Le 112 a adapté ses menus pour les enfants d'Anatole-France où la cantine est en grève. Le 14 octobre 2010. — E. FOUDROT / 20 MINUTES

Il y avait spaghettis bolognaise, gaufres au chocolat et dessins animés au menu jeudi midi pour douze enfants de l'école primaire Anatole-France (3e). Depuis mardi, le 112, brasserie du cours Docteur-Long mijote des petits repas complets à 8 euros pour une dizaine d'écoliers privés de cantine.

Après la journée de grève contre la réforme des retraites, les agents municipaux de la ville de Lyon ont débrayé pour demander à ce que les enfants soient accueillis dans de meilleures conditions, face à la saturation des restaurants scolaires. Et dénoncer la pénibilité de leur travail.

Dans un esprit de solidarité

Pour Eric Gomez, patron du 112 et parent d'élève FCPE de l'école, «ce système a été organisé dans un esprit de solidarité. Entre parents, on se rend service les uns les autres. Et puis on s'adapte aux goûts des enfants.» A tour de rôle, trois parents encadrent, sur le temps de leur pause déjeuner, les enfants dans une salle au fond du restaurant. Dans la rue, ils sont systématiquement équipés d'un gilet fluorescent.

«Ca dépanne beaucoup de parents, assure Estelle, une maman. D'autant que le mouvement dure. Nous savions qu'il y avait un problème, mais pas à ce point. Chaque jour, la cantine est en surcharge de huit à douze enfants.» Les écoliers en témoignent. «Les dames de service crient tout le temps. Il y a beaucoup de monde», explique la jeune Adèle. Alors forcément, au restaurant, l'ambiance est «trop cool». Même l'eau est servie dans des verres à pied, «comme les grands». Le système est bien rodé désormais. «L'idée est bonne. Et les parents semblent satisfaits, car les enfants reviennent !».

EMBAUCHES

La ville de Lyon a annoncé jeudi que des locaux pouvaient être mis à la disposition des associations de parents d'élèves dans les écoles pour faire manger les enfants durant la grève. Une procédure accélérée pour des conventions d'occupation vient d'être mise en place (Rens: 04 29 99 67 00).

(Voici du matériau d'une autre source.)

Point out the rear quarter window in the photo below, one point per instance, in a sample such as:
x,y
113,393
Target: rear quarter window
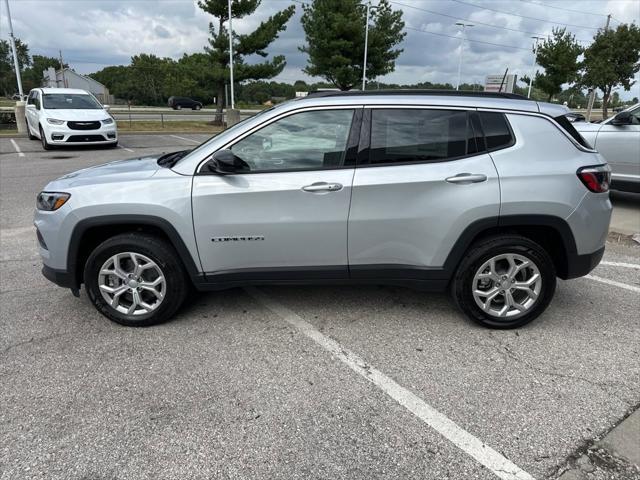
x,y
571,130
497,132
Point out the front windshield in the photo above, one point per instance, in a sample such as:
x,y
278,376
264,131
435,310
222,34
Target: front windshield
x,y
70,101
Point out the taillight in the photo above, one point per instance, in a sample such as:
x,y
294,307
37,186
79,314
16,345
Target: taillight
x,y
596,179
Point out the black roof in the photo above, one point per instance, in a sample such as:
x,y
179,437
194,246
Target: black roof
x,y
423,92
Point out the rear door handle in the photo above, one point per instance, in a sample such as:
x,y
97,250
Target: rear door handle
x,y
466,178
320,187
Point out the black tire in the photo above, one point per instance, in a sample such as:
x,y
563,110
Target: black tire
x,y
160,252
31,135
482,251
46,145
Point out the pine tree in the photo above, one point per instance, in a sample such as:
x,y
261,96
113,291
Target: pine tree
x,y
335,34
243,45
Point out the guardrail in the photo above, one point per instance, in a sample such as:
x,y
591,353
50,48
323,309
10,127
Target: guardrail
x,y
7,116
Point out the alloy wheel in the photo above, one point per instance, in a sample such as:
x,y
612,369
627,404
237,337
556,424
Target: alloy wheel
x,y
507,286
132,283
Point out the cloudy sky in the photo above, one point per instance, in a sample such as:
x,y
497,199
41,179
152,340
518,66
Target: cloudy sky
x,y
93,34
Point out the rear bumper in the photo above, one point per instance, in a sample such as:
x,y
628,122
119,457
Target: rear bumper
x,y
580,265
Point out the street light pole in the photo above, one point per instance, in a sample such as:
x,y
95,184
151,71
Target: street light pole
x,y
230,54
533,65
15,51
366,44
464,26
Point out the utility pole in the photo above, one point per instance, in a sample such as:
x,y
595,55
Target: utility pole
x,y
464,26
366,44
592,94
15,51
64,78
233,106
533,65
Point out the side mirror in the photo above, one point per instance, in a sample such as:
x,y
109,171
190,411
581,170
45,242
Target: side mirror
x,y
224,162
622,118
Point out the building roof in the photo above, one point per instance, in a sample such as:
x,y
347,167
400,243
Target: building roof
x,y
64,90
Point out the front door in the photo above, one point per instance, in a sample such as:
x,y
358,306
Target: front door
x,y
286,217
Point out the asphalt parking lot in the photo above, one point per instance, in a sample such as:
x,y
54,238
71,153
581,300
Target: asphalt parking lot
x,y
300,382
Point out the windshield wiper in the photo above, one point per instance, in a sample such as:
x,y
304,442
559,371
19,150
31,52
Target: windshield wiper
x,y
168,160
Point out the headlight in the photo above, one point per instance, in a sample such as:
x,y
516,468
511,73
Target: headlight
x,y
50,201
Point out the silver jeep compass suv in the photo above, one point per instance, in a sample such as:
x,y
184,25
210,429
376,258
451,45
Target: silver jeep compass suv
x,y
490,196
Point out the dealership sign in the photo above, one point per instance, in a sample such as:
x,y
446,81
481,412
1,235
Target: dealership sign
x,y
493,82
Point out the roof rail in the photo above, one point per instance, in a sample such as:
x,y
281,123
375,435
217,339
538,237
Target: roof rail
x,y
424,92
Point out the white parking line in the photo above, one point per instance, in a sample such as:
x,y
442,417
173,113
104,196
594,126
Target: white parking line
x,y
614,283
186,139
473,446
621,264
15,145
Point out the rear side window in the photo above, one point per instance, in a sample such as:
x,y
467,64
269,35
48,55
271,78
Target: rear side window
x,y
413,135
570,129
496,130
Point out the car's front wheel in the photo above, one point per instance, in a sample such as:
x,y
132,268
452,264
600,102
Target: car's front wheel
x,y
136,279
31,135
504,282
46,145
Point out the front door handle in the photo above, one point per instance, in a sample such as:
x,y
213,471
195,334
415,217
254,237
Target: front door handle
x,y
319,187
466,178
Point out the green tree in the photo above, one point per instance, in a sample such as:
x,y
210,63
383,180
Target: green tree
x,y
254,43
558,56
8,82
32,77
612,60
335,34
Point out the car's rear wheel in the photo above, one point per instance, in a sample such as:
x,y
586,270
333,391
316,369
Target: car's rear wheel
x,y
136,280
43,138
504,282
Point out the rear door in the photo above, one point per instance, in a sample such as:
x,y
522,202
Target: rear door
x,y
286,217
425,178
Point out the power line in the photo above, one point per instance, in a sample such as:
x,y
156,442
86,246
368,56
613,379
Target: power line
x,y
474,21
468,39
523,16
565,9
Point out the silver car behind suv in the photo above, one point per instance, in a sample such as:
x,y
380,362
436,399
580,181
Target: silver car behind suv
x,y
490,196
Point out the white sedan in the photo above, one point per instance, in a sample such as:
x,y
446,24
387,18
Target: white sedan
x,y
68,116
618,140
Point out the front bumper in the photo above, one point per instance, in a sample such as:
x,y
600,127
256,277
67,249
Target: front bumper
x,y
63,135
61,278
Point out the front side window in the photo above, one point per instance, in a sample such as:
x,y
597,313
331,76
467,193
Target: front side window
x,y
74,101
413,135
303,141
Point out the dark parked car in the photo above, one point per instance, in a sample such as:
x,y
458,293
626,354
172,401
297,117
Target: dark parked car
x,y
575,117
178,103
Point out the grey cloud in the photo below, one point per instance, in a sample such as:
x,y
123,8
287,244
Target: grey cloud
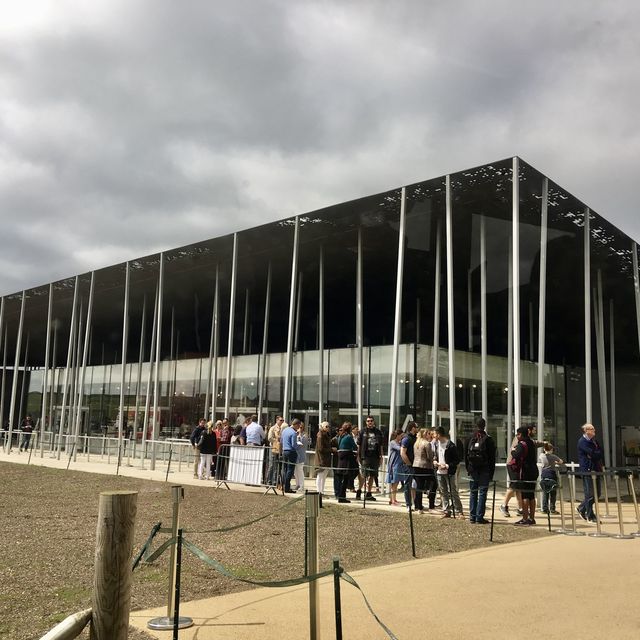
x,y
165,123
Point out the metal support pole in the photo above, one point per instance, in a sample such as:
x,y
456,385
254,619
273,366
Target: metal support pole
x,y
156,376
232,318
321,336
147,403
515,268
359,330
290,331
602,367
542,304
483,316
72,333
436,332
14,380
207,405
45,382
450,314
337,570
587,315
312,502
612,365
85,356
139,372
125,343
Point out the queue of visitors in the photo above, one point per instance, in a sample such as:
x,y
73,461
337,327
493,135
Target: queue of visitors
x,y
422,462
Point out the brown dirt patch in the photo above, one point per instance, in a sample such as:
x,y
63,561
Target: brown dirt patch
x,y
48,523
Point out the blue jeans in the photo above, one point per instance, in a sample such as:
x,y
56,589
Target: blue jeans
x,y
406,475
289,459
478,488
586,506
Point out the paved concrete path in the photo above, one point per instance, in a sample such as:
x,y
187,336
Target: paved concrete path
x,y
551,588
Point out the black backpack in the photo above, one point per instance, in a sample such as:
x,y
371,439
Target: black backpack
x,y
477,455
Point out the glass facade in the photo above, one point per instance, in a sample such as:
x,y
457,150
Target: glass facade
x,y
318,310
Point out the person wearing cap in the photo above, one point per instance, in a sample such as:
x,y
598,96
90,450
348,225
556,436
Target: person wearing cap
x,y
480,461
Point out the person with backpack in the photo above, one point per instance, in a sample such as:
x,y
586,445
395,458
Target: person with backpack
x,y
524,466
480,461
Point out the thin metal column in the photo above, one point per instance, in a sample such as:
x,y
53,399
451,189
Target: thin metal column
x,y
210,361
483,316
143,323
85,357
542,305
14,380
72,333
436,332
587,315
232,315
515,266
125,344
265,341
292,299
216,336
147,403
245,332
359,328
612,364
602,372
397,322
156,376
321,336
451,343
43,412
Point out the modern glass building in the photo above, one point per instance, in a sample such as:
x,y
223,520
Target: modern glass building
x,y
472,294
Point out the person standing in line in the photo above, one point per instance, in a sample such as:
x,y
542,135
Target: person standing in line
x,y
549,478
194,438
254,435
302,443
27,430
369,454
323,457
407,454
347,460
447,461
525,462
207,446
393,467
480,461
289,442
590,458
273,439
422,468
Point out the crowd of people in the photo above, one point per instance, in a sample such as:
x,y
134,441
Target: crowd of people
x,y
423,464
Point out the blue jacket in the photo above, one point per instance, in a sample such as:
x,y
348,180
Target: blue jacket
x,y
590,455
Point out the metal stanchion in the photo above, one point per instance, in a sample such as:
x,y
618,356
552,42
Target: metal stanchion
x,y
599,533
562,528
632,492
167,623
606,515
413,538
572,500
337,570
622,535
312,502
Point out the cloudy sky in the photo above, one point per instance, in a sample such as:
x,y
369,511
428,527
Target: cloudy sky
x,y
132,126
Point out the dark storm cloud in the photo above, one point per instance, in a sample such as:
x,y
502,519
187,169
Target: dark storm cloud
x,y
134,126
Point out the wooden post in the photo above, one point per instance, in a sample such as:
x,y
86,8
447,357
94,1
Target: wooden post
x,y
112,581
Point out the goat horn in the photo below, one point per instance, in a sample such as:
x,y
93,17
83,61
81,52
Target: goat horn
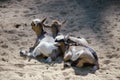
x,y
64,22
43,20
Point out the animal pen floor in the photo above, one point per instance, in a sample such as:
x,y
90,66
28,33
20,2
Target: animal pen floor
x,y
96,20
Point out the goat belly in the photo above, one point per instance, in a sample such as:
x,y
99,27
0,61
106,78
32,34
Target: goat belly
x,y
47,48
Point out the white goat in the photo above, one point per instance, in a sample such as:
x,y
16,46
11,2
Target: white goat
x,y
47,45
78,57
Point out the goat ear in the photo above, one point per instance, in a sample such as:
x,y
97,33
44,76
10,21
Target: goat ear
x,y
57,44
64,22
67,36
44,19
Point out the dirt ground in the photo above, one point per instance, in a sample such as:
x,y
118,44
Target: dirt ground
x,y
96,20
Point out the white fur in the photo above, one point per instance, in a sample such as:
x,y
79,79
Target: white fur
x,y
81,41
36,21
44,48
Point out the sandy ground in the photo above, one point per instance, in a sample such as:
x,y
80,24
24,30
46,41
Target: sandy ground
x,y
96,20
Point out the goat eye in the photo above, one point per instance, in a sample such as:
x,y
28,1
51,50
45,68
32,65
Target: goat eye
x,y
32,24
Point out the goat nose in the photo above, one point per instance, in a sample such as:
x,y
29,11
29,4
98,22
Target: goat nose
x,y
56,40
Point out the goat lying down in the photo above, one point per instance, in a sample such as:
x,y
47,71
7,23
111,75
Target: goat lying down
x,y
78,57
45,44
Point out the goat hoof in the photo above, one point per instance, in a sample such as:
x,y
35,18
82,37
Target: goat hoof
x,y
48,60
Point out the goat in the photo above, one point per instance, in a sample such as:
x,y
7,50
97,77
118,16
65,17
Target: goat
x,y
47,45
55,27
37,27
78,57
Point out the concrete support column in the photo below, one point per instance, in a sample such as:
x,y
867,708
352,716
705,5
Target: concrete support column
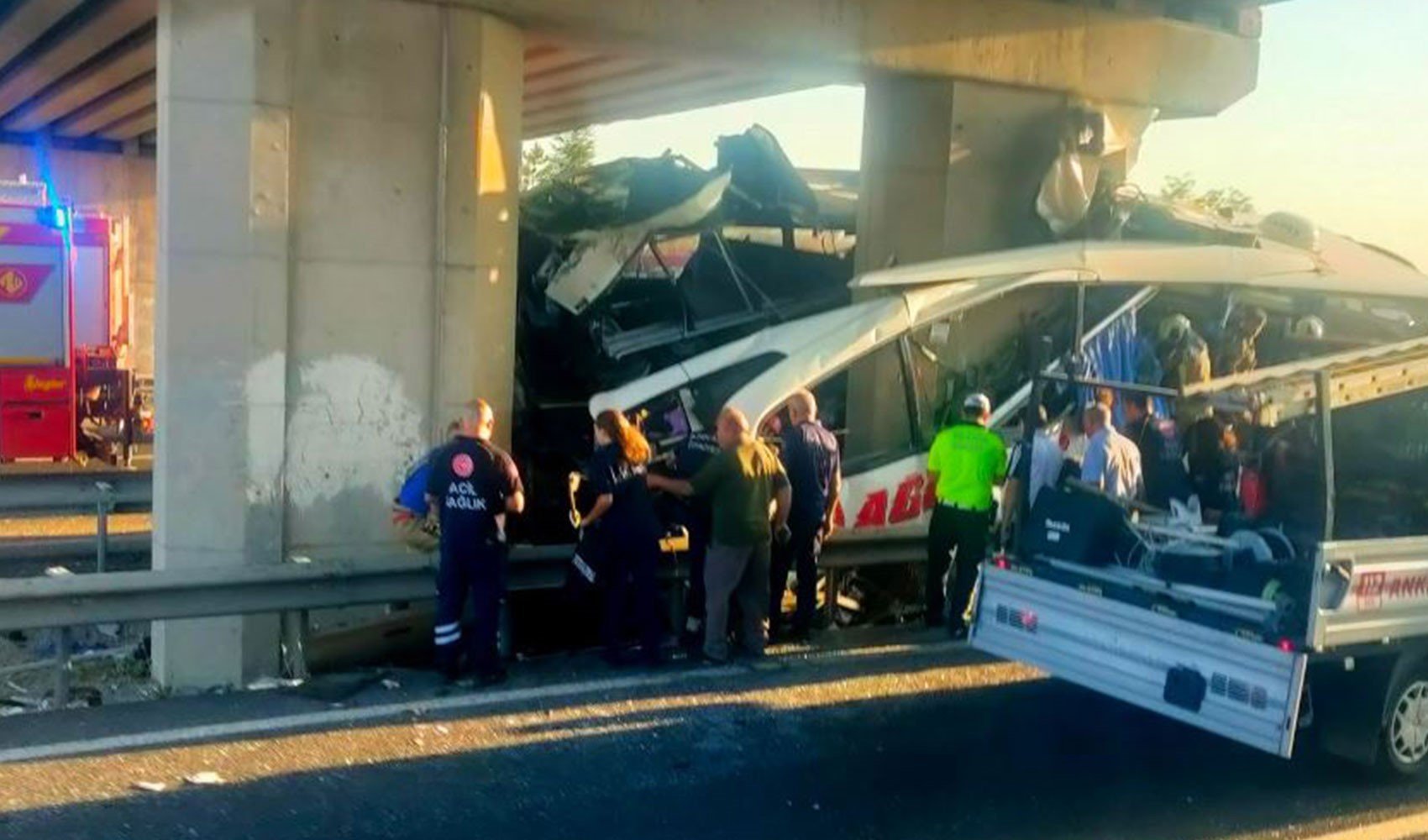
x,y
475,260
338,223
222,338
948,167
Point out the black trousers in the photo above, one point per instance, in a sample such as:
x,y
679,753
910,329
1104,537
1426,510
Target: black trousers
x,y
630,580
475,568
799,554
695,597
961,533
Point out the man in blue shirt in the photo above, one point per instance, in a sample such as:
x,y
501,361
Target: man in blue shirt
x,y
810,456
410,513
473,485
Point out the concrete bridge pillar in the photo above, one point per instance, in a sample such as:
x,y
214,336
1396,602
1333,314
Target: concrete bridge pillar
x,y
948,167
338,197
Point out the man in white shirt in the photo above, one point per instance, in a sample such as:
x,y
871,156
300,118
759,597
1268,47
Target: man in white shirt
x,y
1046,469
1111,463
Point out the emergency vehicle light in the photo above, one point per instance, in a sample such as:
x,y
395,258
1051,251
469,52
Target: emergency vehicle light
x,y
55,216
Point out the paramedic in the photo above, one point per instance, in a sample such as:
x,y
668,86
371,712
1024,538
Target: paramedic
x,y
1181,354
1111,463
473,485
810,456
746,486
1238,352
1161,458
966,463
630,533
410,513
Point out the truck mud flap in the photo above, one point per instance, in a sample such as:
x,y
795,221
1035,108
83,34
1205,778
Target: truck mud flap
x,y
1242,689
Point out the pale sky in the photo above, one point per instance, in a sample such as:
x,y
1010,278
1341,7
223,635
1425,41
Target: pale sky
x,y
1337,129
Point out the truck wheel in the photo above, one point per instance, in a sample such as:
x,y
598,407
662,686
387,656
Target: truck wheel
x,y
1405,729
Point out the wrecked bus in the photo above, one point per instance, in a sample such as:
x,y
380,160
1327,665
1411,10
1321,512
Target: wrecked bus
x,y
1242,663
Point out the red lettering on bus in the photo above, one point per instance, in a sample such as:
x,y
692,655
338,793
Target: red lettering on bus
x,y
874,513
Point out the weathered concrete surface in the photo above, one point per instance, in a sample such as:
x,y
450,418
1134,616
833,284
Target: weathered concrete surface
x,y
338,213
893,744
1080,49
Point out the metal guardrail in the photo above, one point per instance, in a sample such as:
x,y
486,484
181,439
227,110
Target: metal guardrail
x,y
75,491
71,549
196,593
65,601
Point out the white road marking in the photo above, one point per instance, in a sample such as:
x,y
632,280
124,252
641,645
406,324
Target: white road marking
x,y
346,716
1397,829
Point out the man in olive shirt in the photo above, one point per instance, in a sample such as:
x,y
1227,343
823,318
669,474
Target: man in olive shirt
x,y
747,491
966,463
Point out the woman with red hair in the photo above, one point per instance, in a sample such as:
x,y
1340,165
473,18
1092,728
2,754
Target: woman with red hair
x,y
628,532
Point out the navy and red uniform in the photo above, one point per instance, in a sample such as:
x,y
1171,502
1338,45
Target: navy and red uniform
x,y
630,538
470,481
810,456
1161,459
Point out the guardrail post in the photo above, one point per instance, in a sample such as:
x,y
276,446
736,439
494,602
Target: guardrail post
x,y
106,505
295,643
503,636
61,668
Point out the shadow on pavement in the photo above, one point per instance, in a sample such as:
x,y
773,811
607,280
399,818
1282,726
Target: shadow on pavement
x,y
1032,759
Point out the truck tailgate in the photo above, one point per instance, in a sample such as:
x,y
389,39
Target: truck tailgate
x,y
1218,682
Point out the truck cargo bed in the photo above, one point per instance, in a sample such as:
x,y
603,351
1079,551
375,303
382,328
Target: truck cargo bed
x,y
1214,679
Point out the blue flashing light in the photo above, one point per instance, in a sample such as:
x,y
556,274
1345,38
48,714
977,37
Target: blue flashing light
x,y
56,216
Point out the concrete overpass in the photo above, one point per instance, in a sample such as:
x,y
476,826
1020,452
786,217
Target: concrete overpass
x,y
338,212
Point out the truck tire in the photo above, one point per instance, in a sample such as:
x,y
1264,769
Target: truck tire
x,y
1404,746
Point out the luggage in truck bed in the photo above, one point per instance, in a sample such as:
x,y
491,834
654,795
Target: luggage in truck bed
x,y
1230,663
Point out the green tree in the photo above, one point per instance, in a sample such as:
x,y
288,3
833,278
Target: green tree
x,y
1224,202
559,159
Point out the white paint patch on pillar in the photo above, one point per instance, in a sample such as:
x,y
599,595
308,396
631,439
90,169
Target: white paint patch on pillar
x,y
353,428
265,386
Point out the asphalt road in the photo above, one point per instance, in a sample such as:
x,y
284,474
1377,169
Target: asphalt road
x,y
906,742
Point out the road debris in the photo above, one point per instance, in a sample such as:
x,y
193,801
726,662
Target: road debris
x,y
270,683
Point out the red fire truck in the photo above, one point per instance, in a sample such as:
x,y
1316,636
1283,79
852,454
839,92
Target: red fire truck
x,y
66,391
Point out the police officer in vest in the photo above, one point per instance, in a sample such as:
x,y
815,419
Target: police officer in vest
x,y
473,486
811,459
966,463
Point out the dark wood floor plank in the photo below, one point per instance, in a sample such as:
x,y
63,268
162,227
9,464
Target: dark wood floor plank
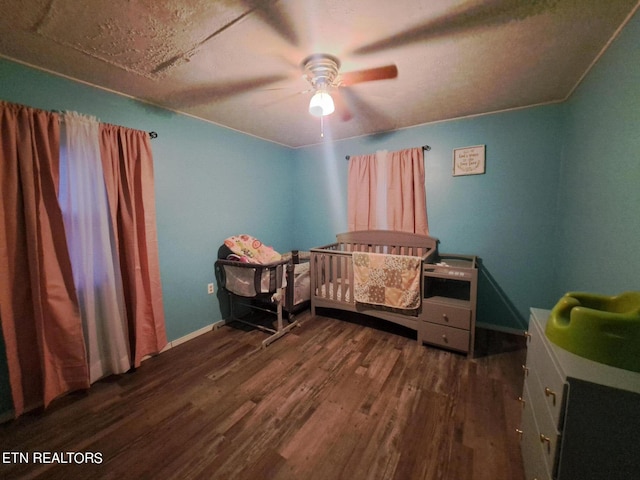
x,y
342,396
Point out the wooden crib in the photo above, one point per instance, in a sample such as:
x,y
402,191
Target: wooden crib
x,y
332,272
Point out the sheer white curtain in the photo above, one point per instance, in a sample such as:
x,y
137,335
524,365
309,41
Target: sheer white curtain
x,y
96,272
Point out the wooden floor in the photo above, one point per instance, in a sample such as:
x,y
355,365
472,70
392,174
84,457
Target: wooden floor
x,y
341,397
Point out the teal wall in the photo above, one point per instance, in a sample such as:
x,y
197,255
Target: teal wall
x,y
210,182
556,210
599,195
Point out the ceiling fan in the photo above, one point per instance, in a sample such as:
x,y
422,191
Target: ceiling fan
x,y
322,71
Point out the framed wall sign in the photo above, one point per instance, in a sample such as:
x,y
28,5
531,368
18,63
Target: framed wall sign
x,y
468,160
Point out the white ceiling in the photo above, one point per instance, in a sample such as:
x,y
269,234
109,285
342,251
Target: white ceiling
x,y
237,63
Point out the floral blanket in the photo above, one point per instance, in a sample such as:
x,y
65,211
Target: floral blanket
x,y
389,280
251,250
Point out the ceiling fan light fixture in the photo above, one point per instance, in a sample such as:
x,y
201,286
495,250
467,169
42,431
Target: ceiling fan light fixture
x,y
321,104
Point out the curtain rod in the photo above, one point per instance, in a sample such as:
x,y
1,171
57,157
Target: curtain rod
x,y
424,147
152,135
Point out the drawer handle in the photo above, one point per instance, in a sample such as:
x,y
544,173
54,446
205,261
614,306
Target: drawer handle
x,y
547,440
550,393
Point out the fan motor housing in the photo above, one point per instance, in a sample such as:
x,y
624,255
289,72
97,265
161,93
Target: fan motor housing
x,y
321,69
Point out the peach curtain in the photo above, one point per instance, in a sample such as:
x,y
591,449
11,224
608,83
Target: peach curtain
x,y
361,193
406,194
38,306
128,170
406,204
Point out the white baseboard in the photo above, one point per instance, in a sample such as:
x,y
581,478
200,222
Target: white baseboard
x,y
189,336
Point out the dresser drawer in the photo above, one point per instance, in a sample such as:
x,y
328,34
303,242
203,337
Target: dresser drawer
x,y
547,434
448,337
550,379
535,463
449,315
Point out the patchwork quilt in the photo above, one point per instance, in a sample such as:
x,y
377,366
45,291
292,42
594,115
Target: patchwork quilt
x,y
389,280
251,250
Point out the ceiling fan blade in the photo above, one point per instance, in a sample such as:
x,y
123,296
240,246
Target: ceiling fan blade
x,y
369,75
221,90
273,15
375,119
464,18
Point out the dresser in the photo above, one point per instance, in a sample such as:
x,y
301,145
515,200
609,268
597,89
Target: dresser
x,y
580,419
449,304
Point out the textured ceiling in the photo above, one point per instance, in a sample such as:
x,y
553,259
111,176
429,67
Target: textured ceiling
x,y
238,63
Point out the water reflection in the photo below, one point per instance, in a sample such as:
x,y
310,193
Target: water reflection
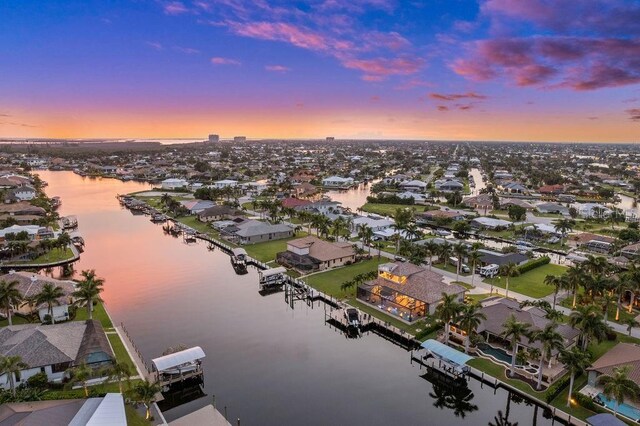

Une centaine d'agents de la ville ont manifestéjeudi devant la mairie pour réclamer des revalorisations salariales, une pause quotidienne de 45 minutes et des embauches. Yves Fournel, adjoint à la Petite enfance, a indiqué que la municipalité «restait ouverte au dialogue» et qu'il souhaitait recruter des vacataires (20 équivalents temps plein) avec des contrats de saisonnier moins précaires. «Insuffisant», selon les agents, qui reconduisent leur mouvement vendredi.